US chip giant Intel Corp said its first semiconductor for data centre customers focused on power efficiency, Sierra Forest, would be delivered in the first half of next year, as it outlined a chip release schedule after prior delays.
"It's been a challenging few years as we had introduced a lot of innovation but also a lot of complexity and our product release dates had pushed out," Intel data centre and AI group head Sandra Rivera told Reuters ahead of an investor event.
Intel still dominates the markets for PC and server processing chips, with a market share greater than 70 per cent, tech research firm IDC has calculated.
However, that is down from more than 90 per cent in 2017.
Intel's most powerful fourth-generation Xeon processor for data centres, Sapphire Rapids, had faced delays that gave competitor Advanced Micro Devices time to catch up.
But Rivera said Intel's "roadmap is on track" and was "hitting all of our key engineering milestones".
She added the fifth-generation Xeon processor, Emerald Rapids, was on track to be delivered at the end of this year and the next-generation Granite Rapids, which customers are testing now, would be delivered next year after the release of Sierra Forest.

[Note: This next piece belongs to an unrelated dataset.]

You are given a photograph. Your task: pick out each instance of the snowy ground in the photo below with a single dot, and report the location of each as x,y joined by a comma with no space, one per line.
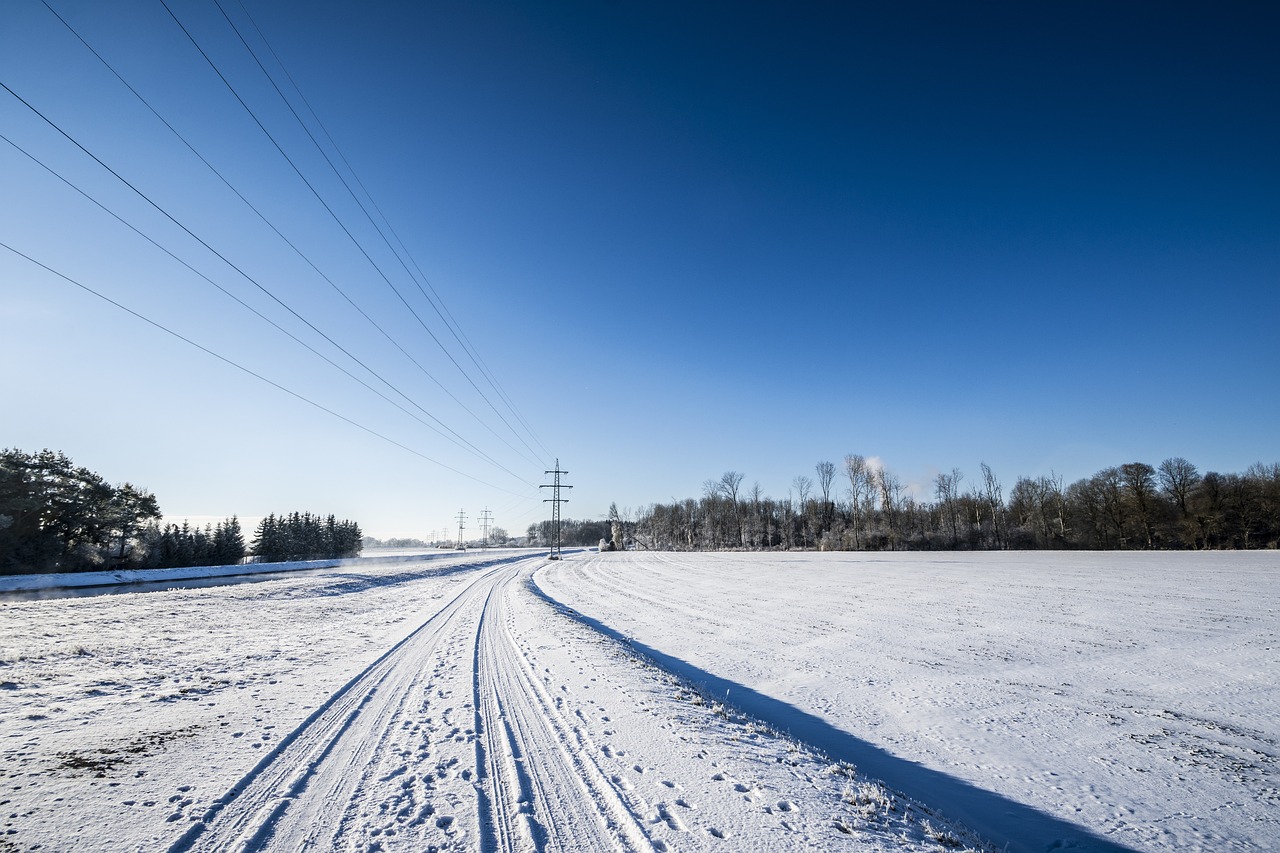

Intel said the next power-efficient chip, Clearwater Forest, would come to market in 2025.
Rivera said that Intel was also working on building the Intel Developer Cloud with 256 Xeon chips and 512 Gaudi chips for artificial intelligence (AI) that would be available for developers to train and run new models.
She said AI startups Hugging Face and Stable Diffusion were already using Intel chips.